The central problem, experts say, is that EV charging is somehow both urgently necessary and financially questionable — a rare business model typically reserved for newspapers, regional airlines, and streaming services with one good show.
For years, policymakers assumed that if they built enough chargers, EV adoption would follow. Unfortunately, charging companies assumed that if enough EVs were sold, chargers would become profitable. The result is a beautifully European standoff in which everyone is waiting for everyone else to go first, preferably after filling out seven forms and obtaining municipal permission to think about trenching.
Tesla, meanwhile, has been cited as an example of what happens when a company builds a charging network with one standard, one ecosystem, and the deeply unfair advantage of having an actual plan.
“It turns out making the charger work is good,” said one industry observer. “We had not fully modeled that variable.”
The situation is especially awkward for independent charging companies, which must decide whether to install many chargers in one excellent location or sprinkle chargers around like infrastructure confetti in places where EV drivers might one day exist.
“It’s a classic chicken-and-egg problem,” said a consultant. “Except the chicken costs €200,000, the egg needs 400 kilowatts, and Aldi just announced both are 27 cents with an app.”
Industry reports suggest that fast chargers need high daily electricity usage to become economically viable. Ionity, thanks to prime highway locations and high-speed chargers, appears to be doing better than many competitors. This has led analysts to conclude that the secret to success in EV charging is simple: be located exactly where everyone already wants to stop, have very fast equipment, receive backing from major automakers, and avoid being a small company trying to survive a price war against supermarkets.

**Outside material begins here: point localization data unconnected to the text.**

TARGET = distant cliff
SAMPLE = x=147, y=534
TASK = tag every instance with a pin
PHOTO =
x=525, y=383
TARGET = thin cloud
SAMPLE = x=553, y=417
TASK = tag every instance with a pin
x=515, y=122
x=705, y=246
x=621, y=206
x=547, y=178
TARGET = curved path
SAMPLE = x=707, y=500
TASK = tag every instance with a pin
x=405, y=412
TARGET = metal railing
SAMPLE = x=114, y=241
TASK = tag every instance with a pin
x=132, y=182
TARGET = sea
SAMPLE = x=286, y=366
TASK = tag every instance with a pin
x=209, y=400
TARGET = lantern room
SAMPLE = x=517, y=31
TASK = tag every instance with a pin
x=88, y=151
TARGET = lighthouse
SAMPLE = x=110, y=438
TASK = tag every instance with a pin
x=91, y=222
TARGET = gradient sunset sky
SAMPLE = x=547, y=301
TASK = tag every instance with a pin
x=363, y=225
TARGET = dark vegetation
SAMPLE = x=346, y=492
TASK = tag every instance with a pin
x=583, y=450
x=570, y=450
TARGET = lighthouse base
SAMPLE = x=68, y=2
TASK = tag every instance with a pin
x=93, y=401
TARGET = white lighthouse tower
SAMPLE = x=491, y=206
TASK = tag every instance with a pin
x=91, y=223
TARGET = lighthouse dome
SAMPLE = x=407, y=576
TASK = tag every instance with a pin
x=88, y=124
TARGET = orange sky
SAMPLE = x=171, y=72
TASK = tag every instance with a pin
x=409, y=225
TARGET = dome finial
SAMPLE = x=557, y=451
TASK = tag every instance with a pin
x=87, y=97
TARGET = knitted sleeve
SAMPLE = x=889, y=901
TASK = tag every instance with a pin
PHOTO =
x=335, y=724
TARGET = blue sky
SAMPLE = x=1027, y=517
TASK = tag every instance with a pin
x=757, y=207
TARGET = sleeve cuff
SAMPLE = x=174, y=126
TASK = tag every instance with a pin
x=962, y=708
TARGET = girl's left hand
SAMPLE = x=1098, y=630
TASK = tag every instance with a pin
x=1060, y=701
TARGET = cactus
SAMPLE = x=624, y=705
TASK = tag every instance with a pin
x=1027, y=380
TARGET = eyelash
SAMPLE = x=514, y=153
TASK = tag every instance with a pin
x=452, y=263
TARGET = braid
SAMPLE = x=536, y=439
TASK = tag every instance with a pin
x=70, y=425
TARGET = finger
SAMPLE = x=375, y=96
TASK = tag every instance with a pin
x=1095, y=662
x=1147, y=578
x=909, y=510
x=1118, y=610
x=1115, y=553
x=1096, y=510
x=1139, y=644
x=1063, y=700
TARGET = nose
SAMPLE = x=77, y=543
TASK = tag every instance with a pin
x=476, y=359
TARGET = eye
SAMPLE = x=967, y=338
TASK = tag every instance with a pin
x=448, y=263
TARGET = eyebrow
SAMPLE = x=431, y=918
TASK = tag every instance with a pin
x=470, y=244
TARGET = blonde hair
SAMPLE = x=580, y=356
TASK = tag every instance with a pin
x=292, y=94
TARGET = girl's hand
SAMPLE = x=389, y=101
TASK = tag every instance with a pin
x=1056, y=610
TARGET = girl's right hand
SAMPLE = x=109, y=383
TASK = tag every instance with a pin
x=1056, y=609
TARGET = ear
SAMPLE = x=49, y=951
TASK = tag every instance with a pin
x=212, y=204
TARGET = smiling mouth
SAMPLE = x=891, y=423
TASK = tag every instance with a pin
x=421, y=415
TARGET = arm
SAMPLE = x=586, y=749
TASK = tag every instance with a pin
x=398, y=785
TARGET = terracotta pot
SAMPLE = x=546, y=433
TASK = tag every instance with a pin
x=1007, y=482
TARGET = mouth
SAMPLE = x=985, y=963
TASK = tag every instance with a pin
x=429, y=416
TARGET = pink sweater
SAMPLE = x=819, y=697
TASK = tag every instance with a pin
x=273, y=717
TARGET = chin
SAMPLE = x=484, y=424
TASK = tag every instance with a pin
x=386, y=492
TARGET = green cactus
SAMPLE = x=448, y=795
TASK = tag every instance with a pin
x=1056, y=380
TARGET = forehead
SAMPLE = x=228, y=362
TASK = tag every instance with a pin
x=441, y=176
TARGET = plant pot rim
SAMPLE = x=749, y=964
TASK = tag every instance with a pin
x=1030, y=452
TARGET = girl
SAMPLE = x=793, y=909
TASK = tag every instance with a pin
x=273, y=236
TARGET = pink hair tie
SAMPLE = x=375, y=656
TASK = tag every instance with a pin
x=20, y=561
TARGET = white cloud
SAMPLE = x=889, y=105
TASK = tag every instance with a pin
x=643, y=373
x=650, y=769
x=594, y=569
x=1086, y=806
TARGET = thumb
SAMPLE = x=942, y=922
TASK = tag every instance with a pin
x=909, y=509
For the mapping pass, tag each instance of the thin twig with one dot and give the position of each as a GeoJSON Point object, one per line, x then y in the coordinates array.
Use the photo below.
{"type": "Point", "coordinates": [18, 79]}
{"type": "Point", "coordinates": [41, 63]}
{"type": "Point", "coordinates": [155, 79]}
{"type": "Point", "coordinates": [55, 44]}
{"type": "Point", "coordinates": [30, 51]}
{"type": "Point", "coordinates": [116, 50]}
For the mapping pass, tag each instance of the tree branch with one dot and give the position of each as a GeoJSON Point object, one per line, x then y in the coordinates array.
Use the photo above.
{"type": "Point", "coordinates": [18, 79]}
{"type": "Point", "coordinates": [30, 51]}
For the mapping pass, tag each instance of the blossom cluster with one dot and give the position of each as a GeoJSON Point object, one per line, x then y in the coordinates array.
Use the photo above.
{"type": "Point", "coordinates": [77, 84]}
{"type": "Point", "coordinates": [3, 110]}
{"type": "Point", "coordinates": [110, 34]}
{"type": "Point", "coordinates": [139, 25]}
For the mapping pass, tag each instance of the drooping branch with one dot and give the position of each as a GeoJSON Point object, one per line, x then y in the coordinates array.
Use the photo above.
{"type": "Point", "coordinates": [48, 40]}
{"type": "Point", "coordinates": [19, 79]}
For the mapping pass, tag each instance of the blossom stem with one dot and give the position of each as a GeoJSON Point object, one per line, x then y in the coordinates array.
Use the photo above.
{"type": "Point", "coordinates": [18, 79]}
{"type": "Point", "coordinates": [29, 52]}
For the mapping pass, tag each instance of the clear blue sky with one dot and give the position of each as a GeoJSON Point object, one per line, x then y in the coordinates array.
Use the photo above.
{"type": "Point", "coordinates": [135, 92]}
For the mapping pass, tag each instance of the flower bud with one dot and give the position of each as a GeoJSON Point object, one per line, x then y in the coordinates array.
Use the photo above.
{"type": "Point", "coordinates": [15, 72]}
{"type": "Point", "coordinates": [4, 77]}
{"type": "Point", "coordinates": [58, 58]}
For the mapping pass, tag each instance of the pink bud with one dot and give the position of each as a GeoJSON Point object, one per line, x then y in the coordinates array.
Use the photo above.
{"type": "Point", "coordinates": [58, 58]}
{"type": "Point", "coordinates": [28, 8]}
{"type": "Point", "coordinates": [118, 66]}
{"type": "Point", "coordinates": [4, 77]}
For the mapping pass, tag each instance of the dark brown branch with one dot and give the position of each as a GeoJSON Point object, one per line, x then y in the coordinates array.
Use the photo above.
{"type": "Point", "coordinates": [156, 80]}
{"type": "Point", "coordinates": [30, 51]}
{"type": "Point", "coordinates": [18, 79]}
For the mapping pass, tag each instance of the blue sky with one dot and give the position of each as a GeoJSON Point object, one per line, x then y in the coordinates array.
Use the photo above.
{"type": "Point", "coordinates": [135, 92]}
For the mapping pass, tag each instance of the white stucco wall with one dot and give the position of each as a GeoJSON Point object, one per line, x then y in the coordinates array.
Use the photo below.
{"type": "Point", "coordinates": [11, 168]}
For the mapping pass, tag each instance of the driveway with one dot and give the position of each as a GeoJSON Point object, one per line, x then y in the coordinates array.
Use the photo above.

Lidl recently entered the conversation by offering extremely cheap fast charging to users of its app, presumably so drivers can save €8 on electricity and then spend €47 inside on bread, mystery cheese, patio furniture, and a power drill they did not know they needed.
“This is not a charging business,” said one Lidl executive, loading six pallets of discounted yogurt into a strategic electrification roadmap. “This is a customer acquisition funnel with parking spaces.”
Automakers remain optimistic, noting that more public chargers will reduce range anxiety, which is the fear that your EV will run out of battery before reaching a charger, where you may then experience charger anxiety, payment anxiety, queue anxiety, plug compatibility anxiety, app download anxiety, and the quiet existential dread of realizing a grocery chain has a better energy strategy than half the mobility sector.
Still, experts say the future remains bright. Charging speeds are improving, vehicles are becoming more efficient, networks are getting more reliable, and at some point, theoretically, there will be enough EVs on the road to justify all this infrastructure.
Until then, the EV charging industry will continue its bold mission: building tomorrow’s transportation network today, using yesterday’s business model, next year’s hardware standards, and a spreadsheet that becomes profitable sometime shortly after everyone stops asking questions.
Asked whether the market will eventually work itself out, one analyst nodded confidently.
“Oh, absolutely,” he said. “Just like railroads, broadband, airlines, streaming, office real estate, and every other industry where everyone agreed the future was inevitable right before half the companies exploded.”